Noble metals are metals that are resistant to oxidation, but the
definition is not exact. In the strictest sense, the definition of a
noble metal requires that the d-bands of the electronic structure are
filled, so they cannot accept covalent oxygen. Taking this into account,
only copper, silver and gold are noble metals, as all d-like band are
filled and don't cross the Fermi level, but we all know that copper is
rather reactive.
For platinum there are actually two d-bands which cross the Fermi level,
changing its chemical behavior to slightly reactive -- yet it has
limited "permanent" reactivity; consequently it is used as a catalyst,
whereas gold cannot catalyze anything.
Here is the Fermi surface database:
http://www.phys.ufl.edu/fermisurface/
The false color scheme is actually helpful in visualizing reactivity and
matrix structures.
Of most interest to LENR are Noble metals which are proton conductors
but will not easily retain hydrogen. IOW hydrogen bonds are weak or
nonexistent. Pd and Pt especially have this feature and also have a most
complicated relationship with oxygen. Nickel is close but is more
reactive, especially with oxygen. These two noble metals, Pd and Pt seem
to "want" to dissolve and to quickly capture some small amount of oxygen
easily, yet without forming strong covalent bonding. This unusual
property (when it occurs with oxygen) is known as "physisorption."
Wiki has an entry:
http://en.wikipedia.org/wiki/Physisorption
It is a physical adsorption process in which the adsorbate (oxygen in
this case) adheres and dissolves into the surface layer (usually less
than a nanometer of thickness) and is held through Van der Waals forces,
or weak intermolecular interactions rather than stronger covalent bonding.

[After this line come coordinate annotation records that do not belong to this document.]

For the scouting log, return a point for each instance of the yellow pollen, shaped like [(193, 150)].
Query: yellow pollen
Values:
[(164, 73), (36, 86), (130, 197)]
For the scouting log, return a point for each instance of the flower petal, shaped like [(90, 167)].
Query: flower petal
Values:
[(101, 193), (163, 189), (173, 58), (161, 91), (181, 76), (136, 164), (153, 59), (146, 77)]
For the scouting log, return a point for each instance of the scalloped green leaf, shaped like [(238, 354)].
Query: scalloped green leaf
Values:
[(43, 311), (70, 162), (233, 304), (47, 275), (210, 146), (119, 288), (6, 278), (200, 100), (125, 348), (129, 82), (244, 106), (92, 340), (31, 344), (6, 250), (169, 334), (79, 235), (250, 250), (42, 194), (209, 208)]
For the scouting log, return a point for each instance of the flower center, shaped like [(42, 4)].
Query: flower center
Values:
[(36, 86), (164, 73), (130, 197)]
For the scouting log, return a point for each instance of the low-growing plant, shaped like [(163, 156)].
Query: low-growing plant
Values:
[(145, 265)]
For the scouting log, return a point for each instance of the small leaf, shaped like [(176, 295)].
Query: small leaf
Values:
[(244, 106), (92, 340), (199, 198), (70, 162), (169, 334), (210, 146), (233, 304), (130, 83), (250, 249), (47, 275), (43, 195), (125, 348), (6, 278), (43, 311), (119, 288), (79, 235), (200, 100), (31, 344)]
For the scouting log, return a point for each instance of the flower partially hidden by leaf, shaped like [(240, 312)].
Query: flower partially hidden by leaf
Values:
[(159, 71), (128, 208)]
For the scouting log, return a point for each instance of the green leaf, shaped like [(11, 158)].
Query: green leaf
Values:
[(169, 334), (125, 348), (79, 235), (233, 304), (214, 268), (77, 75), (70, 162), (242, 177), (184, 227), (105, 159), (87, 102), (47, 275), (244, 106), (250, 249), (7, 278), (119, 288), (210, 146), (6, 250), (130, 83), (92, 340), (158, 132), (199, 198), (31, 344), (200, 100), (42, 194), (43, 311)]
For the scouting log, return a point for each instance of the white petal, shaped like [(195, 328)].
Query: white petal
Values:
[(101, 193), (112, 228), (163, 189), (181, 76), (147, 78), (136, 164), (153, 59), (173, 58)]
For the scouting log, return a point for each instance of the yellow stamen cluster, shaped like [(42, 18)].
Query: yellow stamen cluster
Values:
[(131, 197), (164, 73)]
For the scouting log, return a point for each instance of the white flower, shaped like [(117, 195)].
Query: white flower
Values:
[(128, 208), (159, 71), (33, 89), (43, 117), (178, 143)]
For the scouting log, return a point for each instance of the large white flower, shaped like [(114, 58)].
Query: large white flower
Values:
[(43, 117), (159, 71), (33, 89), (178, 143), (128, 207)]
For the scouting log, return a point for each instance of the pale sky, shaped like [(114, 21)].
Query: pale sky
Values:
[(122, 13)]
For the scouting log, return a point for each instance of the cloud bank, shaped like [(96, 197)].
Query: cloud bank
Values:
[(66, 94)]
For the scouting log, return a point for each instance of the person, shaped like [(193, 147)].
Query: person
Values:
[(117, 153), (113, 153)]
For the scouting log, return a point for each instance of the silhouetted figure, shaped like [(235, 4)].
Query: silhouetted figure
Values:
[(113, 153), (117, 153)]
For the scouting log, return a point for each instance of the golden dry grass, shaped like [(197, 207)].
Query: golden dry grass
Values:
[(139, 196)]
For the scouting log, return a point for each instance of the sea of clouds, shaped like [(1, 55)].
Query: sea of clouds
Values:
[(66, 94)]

Surprisingly, I have not been able to find a very thorough treatment of
this variable in the prior LENR literature. A google search for
[physisorption LENR] turns up two hits and they are only months old from
the recent 2007 APS March Meeting.
This may not be surprising actually, as my approach is rather unusual in
that it is coming from the POV of an investigator looking for (or else
trying to invent a rationale) how a hydrino catalyst (O++) which should
not be there, could in fact be there but have been overlooked -- and few
experimenters in CF give the Mills' hydrino much credence. And
correspondingly Mills pretends that he couldn't care less about CF. Too bad.
Here is the most ironic factoid -- almost everyone in CF admits to the
curious fact that active region on electrode surfaces is within the one
nanometer range of thickness - but heretofore never made the connection
with the presence of oxygen being important. It may or may not be
important - but the point is that it has inexplicably been overlooked
previously, AFAIK.
IOW the range in which oxygen physisorption is known to occur is the
very same so-called nuclear active environment (NAE) or nuclear active
spot (NAS) where fusion occurs, yet that "connection" up til now seems
to have been either neglected, or else assumed to be only coincidental.
More later, but let me say that even when adsorbed, oxygen is certainly
not ionic -- yet ... since the valency is rather unique with this atom,
the forthcoming argument that a "virtual O++ ion" is always available
when oxygen is adsorbed into Palladium, will be have to wait.